All manipulations were performed under an inert atmosphere of argon using Schlenk techniques or in an MBraun inert-gas glovebox. The solvents were purified according to standard procedures [39]. The deuterated solvents were purchased from Aldrich and dried over 4 Å molecular sieves. Complexes [Mn(PNP-iPr)(CO)2H] (1), [Mn(PNPMe-iPr)(CO)2H] (2), [Mn(PNP-iPr)(CO)2Br] (3), and [Mn(PNP-iPr)(CO)21-O-OCHO)] (4) were prepared according to the literature [15, 40, 41]. 1H NMR spectra were recorded on Bruker AVANCE-250 and 400. 1H NMR spectra were referenced internally to residual protio-solvent, and solvent resonances, respectively, and are reported relative to tetramethylsilane (δ = 0 ppm). 19F{1H} NMR spectra are reported relative to trichlorofluoromethane (CFCl3) (δ = 0 ppm). GC–MS analysis was conducted on an ISQ LT Single quadrupole MS (Thermo Fisher) directly interfaced to a TRACE 1300 Gas Chromatographic systems (Thermo Fisher), using a Rxi-5Sil MS (30 m, 0.25 mm ID) cross-bonded dimethyl polysiloxane capillary column.

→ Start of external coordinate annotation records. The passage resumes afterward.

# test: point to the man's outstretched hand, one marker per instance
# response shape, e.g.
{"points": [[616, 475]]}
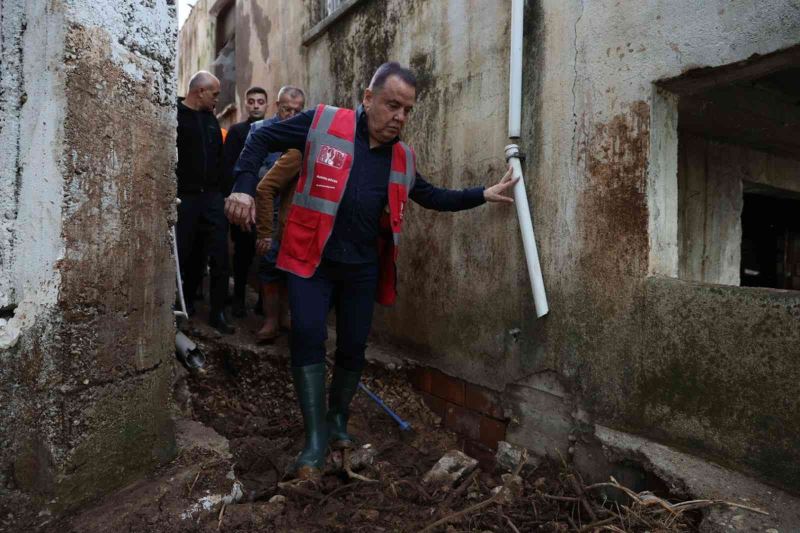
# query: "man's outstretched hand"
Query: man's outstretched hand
{"points": [[240, 208], [495, 192]]}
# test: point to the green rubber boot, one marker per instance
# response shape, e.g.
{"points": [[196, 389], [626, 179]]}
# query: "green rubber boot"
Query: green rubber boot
{"points": [[309, 384], [343, 387]]}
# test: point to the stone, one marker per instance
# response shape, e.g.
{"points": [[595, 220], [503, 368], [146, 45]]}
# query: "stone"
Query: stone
{"points": [[509, 455], [267, 512], [514, 484], [448, 470], [363, 456], [370, 515]]}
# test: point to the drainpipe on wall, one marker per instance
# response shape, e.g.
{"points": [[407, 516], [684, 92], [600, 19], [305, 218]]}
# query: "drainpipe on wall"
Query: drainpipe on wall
{"points": [[513, 156]]}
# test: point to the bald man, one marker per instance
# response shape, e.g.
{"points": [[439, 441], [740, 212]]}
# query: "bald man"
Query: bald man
{"points": [[202, 227]]}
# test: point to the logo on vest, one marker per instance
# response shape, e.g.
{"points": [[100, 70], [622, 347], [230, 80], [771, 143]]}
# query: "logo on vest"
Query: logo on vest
{"points": [[331, 156]]}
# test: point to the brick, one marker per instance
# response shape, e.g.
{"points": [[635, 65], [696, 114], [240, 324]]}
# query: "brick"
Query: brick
{"points": [[463, 421], [437, 405], [483, 454], [420, 378], [447, 387], [482, 400], [491, 431]]}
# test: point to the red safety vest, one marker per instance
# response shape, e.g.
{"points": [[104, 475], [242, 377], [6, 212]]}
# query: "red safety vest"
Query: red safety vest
{"points": [[327, 161]]}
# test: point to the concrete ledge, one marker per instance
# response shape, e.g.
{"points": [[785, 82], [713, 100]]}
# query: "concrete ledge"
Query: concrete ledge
{"points": [[697, 478]]}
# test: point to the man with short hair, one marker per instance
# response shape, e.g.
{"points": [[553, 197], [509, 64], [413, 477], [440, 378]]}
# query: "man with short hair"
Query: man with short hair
{"points": [[243, 241], [201, 222], [291, 101], [340, 242]]}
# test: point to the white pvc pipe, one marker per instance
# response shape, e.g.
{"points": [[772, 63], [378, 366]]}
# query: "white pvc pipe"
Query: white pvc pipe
{"points": [[513, 157], [528, 238], [515, 71], [182, 312]]}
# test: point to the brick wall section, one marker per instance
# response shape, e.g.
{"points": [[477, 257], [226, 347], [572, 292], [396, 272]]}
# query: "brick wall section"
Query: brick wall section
{"points": [[471, 411]]}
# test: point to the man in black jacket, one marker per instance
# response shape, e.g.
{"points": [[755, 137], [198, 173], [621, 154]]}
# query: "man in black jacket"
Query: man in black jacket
{"points": [[244, 242], [201, 221]]}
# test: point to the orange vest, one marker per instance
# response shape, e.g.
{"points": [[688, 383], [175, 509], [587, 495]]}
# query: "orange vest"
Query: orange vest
{"points": [[327, 161]]}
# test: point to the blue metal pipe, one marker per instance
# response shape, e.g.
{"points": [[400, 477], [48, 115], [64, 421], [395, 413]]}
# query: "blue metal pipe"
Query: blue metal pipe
{"points": [[405, 426]]}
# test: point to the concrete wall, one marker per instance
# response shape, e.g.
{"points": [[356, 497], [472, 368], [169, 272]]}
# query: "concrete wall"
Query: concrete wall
{"points": [[85, 373], [196, 44], [270, 57], [602, 174], [605, 145]]}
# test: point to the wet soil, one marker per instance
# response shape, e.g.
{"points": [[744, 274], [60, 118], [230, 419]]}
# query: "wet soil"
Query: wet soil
{"points": [[245, 395]]}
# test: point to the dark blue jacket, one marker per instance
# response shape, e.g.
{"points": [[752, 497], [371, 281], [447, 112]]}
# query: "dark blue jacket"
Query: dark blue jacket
{"points": [[355, 231]]}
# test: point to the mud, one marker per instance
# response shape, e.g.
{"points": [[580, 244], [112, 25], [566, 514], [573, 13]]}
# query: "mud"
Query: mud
{"points": [[244, 429]]}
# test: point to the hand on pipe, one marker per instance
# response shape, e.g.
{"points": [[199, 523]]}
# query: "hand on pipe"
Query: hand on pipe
{"points": [[263, 246], [495, 192], [240, 208]]}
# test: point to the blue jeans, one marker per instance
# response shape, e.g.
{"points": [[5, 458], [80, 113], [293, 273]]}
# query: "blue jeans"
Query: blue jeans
{"points": [[350, 290]]}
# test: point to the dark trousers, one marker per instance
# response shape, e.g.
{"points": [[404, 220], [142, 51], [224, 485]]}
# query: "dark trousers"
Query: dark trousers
{"points": [[202, 231], [244, 249], [350, 290]]}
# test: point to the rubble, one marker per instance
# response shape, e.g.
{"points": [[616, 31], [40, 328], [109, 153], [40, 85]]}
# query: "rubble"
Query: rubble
{"points": [[229, 474], [452, 467], [508, 456]]}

General procedure for hydrosilylation reactions

Inside an Ar-flushed glovebox, an 8 cm3 microwave vial was charged with complex (0.01–0.03 mol%), carbonyl substrate (0.35 mmol), 2 cm3 solvent, and silane (0.035–0.1 mmol) in this order. A stirring bar was added, and the vial was sealed. The closed vial was removed from the glovebox and stirred for 18 h at the indicated temperature in a heated aluminum block. The vial was allowed to reach room temperature and the reaction was quenched by exposure to air. In case of screening reactions, fluorobenzene (0.35 mmol) was added and the reaction mixture was analyzed by 19F{1H} NMR.

Isolation of the product

To the reaction mixture 2 cm3 of a 20 wt% NaOH-solution were added and the solution was stirred for 18 h at room temperature. The phases were separated, and the aqueous phase was three times extracted with 2 cm3 diethyl ether. The combined organic phases were filtrated over a pad of silica, dried over Na2SO4 and the solvent was removed. Spectroscopic data of all isolated products are in line with the literature [11, 42,43,44,45,46,47,48,49].